Results and Conclusions: Compared with a conventional fixed design, the CRM design estimates the MTD more accurately while utilizing fewer animals overall.
14 Sep
Tony Pourmohamad, Genentech | John Rigney, GSK
Abstract: Preclinical studies are an essential part of pharmaceutical development, yet traditional methods for designing and analyzing these types of studies can be inefficient and wasteful. Even worse, when the units of study are animals, ethical concerns can arise. The 3Rs initiative was established for the ethical treatment of animals through the replacement, reduction, and refinement of animal experiments. In this presentation, we focus on the reduction aspect of the 3Rs initiative through the use of sequential Bayes factors. The use of sequential Bayes factors has the potential to help design more efficient experiments, that can be analyzed sequentially, in order to reduce the average number of animals needed in preclinical studies. An added bonus, sequential Bayes factors provide a means of quantifying evidence both for and against the null hypothesis, a characteristic not common to traditional preclinical trial analysis methods. Illustrations highlighting the success of sequential Bayes factors are provided for two real seven-day preclinical experiments in rats, as well as extensive simulation studies.
5 October
Improving in vivo research rigor to impact reproducibility (On Demand)
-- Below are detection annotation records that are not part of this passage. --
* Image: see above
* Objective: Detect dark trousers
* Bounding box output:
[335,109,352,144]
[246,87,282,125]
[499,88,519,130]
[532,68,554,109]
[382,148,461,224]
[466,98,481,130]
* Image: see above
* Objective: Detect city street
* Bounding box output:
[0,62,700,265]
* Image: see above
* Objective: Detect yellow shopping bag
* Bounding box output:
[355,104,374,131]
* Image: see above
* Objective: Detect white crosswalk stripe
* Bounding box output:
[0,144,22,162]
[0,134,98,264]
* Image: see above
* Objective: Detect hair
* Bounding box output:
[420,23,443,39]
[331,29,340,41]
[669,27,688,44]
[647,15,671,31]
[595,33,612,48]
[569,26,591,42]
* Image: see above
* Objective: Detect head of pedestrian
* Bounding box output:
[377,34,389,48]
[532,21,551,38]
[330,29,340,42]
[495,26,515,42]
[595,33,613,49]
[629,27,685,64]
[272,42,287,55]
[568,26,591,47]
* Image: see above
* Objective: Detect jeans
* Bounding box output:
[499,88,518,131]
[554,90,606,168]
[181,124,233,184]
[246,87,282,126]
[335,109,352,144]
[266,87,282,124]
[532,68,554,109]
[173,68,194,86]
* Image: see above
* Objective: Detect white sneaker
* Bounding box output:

Joe Garner, Stanford Univ. | Brianna Gaskill, Novartis
Goal: To educate on opportunities to improve research rigor, providing robust data supporting effective decision-making in drug development.
Objective: Partnering statisticians and in vivo scientists presenting strategies to improve in vivo research rigor and reproducibility to support better-informed decision-making. Promoting the value of active collaboration and integration of statistical expertise and 3Rs considerations to provide continuous improvement in research design and experimental methods, data analysis, and interpretation.
Key takeaway: The value of instituting collaborations early in the research planning process and maintaining engagement throughout the experimental process.
16 November
Importance of systematic assessment of scientific validity in in vivo study design
Alan Olzinski, GSK | Noel Dybdal, Genentech
Goal: To educate on opportunities to improve research rigor, providing robust data supporting effective decision-making in drug development.
Objective: Partnering statisticians and in vivo scientists presenting strategies to improve in vivo research rigor and reproducibility to support better-informed decision-making. Promote the value of active collaboration and integration of statistical expertise and 3Rs considerations to provide continuous improvement in research design and experimental methods, data analysis, and interpretation.
Key takeaway: The value of instituting collaborations early in the research planning process and maintaining engagement throughout the experimental process.